Seniors Recognized for Excellence in Irish Studies

Author: Margaret Lloyd

Two seniors were recognized graduation weekend for their scholarship in Irish studies. 


Samantha Caesar, a Political Science major with minors in Irish Studies and Peace Studies, received the Donald and Marilyn Keough Award for Excellence in Irish Studies.  First introduced to Irish Studies through her Irish language classes with Professor Mary O’Callaghan, Sam enjoyed a steady diet of Irish Studies classes: Irish politics, literature, history and film.

Fr.
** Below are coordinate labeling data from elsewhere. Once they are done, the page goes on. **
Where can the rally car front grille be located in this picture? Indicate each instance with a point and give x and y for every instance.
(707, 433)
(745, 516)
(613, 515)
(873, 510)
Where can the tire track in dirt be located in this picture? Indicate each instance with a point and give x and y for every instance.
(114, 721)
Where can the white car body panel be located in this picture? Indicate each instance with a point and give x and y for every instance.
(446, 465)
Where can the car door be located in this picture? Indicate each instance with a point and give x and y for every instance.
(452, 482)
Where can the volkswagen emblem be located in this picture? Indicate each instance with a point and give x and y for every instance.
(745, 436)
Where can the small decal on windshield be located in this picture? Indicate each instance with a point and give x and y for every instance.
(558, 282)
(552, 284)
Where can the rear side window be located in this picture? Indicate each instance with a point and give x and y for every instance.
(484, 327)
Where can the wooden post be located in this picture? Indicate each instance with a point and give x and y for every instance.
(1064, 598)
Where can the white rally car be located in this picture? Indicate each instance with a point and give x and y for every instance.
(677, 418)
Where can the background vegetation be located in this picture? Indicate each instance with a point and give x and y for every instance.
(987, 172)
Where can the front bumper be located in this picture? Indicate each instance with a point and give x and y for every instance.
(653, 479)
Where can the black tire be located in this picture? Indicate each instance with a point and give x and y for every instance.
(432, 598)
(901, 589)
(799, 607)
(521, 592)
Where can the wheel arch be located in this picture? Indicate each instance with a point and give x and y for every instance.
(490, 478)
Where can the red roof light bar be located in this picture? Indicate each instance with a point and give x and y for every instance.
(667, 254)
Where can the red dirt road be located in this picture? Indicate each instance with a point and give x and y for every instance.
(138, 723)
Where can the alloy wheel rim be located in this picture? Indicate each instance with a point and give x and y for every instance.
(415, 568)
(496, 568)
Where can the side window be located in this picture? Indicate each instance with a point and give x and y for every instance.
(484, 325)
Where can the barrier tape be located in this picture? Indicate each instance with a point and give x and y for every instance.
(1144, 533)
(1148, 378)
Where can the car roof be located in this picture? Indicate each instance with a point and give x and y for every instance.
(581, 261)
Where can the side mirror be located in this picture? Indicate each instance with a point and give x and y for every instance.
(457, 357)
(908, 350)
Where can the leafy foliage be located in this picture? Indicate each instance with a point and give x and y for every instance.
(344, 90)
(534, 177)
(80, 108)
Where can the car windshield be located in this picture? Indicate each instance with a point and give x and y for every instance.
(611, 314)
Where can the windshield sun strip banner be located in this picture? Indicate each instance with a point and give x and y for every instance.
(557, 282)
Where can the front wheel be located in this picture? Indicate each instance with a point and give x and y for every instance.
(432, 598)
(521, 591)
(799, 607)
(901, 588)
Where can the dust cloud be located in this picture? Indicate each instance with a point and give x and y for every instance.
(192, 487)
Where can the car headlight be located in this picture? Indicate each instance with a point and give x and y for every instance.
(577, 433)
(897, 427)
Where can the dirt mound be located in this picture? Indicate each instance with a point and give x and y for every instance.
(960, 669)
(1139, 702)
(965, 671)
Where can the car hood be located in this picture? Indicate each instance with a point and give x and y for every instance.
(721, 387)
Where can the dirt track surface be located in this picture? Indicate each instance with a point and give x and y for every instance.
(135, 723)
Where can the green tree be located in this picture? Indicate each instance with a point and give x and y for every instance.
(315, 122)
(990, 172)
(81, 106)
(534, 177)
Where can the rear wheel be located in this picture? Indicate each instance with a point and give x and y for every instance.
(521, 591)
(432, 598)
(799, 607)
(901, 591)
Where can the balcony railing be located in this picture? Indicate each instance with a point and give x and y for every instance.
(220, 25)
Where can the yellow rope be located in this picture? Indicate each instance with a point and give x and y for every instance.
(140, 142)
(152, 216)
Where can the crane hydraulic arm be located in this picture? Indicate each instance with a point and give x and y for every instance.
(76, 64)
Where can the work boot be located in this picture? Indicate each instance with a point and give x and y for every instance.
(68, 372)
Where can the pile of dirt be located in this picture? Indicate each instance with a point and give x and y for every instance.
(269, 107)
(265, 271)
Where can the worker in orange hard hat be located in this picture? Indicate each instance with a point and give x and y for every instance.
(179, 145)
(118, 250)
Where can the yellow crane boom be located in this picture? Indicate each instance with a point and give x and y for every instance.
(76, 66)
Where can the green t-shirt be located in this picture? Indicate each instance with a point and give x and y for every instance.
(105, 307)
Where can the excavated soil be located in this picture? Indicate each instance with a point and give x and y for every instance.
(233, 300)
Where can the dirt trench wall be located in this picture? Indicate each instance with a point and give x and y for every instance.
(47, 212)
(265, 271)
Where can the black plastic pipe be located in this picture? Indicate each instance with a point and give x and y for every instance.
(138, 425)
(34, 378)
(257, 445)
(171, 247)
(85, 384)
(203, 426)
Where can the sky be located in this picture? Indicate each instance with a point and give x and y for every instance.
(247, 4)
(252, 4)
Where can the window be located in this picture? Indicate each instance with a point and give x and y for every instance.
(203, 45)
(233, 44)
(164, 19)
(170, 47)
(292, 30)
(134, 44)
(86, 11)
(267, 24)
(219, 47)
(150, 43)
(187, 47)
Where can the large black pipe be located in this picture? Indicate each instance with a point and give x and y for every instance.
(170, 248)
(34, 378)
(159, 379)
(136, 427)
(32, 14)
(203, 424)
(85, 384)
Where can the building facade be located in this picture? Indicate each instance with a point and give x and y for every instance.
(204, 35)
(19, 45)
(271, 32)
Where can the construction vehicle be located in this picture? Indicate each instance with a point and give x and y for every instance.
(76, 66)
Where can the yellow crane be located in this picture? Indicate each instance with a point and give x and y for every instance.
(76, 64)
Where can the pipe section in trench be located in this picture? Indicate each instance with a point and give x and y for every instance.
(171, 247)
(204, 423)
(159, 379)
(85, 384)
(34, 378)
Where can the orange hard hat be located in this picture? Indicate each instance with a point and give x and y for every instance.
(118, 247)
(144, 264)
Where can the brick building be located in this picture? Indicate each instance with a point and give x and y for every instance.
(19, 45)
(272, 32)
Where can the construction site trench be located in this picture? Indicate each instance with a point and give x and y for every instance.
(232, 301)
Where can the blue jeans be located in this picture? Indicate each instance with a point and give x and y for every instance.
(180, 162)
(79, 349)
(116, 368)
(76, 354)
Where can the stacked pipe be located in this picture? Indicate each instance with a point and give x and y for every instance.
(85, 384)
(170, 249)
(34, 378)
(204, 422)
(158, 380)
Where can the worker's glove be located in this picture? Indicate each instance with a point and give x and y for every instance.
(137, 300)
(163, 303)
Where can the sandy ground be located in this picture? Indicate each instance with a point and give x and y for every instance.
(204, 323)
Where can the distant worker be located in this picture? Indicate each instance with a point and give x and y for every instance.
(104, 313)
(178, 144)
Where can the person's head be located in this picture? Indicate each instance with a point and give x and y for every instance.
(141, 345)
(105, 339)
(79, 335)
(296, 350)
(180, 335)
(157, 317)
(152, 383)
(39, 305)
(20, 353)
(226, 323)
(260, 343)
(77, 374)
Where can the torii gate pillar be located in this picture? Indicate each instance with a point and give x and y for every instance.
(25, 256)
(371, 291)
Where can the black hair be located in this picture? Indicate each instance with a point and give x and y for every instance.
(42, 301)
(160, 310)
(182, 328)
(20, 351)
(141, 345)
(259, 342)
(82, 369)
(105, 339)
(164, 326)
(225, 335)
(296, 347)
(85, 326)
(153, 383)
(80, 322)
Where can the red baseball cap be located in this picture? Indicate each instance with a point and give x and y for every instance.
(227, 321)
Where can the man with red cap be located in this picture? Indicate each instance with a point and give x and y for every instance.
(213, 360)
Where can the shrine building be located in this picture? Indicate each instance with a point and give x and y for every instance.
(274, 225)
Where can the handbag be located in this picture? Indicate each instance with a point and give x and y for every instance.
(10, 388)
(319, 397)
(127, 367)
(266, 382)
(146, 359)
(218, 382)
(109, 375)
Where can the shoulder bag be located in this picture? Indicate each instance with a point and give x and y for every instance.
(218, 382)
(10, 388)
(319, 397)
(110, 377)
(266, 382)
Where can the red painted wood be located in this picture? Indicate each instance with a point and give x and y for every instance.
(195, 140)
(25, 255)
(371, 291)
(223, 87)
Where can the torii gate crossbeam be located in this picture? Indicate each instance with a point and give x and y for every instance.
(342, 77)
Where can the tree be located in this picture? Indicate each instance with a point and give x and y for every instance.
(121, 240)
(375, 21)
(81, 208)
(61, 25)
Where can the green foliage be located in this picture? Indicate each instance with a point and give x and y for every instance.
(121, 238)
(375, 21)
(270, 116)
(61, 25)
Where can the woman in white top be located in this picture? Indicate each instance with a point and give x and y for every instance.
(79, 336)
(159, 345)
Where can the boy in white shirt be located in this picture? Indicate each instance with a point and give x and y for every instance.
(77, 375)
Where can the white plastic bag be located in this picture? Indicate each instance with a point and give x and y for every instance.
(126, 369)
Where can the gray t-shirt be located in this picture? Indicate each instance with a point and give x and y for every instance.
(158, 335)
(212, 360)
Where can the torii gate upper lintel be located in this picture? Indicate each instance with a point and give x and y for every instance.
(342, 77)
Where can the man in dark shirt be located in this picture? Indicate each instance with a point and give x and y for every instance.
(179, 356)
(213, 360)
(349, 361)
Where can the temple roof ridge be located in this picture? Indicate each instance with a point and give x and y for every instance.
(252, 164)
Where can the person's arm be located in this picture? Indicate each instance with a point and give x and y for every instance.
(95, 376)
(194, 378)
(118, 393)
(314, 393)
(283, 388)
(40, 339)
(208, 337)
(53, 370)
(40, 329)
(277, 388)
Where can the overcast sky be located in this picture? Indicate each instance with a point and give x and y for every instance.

Sean advised her on her capstone essay which considers Northern Irish political parties and politics since the Good Friday agreement.  She was able to write her capstone with an experienced eye, as an Institute sponsored internship in the Department of Foreign Affairs, Anglo-Irish division, prompted her to develop anti-sectarianism programs increasing tolerance between Northern Ireland and the Republic of Ireland.  Sam benefitted from the interdisciplinary offerings in the Institute, from language and literature, film television and theatre, history, American studies and political science.  

Her studies and experiences led her to Duke Law School where she will pursue an LLM in international law to supplement her J.D.


Annie McCarthy was awarded the Brother Simeon C.S.C. Prize for Distinction in Irish Language and Literature.  A Program of Liberal Studies major with minors in both Irish Language and Literature and Irish Studies, Annie pursued four semesters of Irish as well as classes exploring Irish history, culture, film and music.  She feels understanding the language allows her a greater understanding of the literature and culture, permitting her to dig deeper into the texts.  Annie spent a semester in Dublin, taking Kevin Whelan’s History of Ireland class. 

She credits all her professors for their interest and enthusiasm. These experiences, along with her Institute sponsored summer internship with Festina Lente, a non-government organization that utilizes therapeutic equestrian training in work with disabled youth, was “amazing” and paved the way for her upcoming teaching position in history and literature in a Phoenix charter school.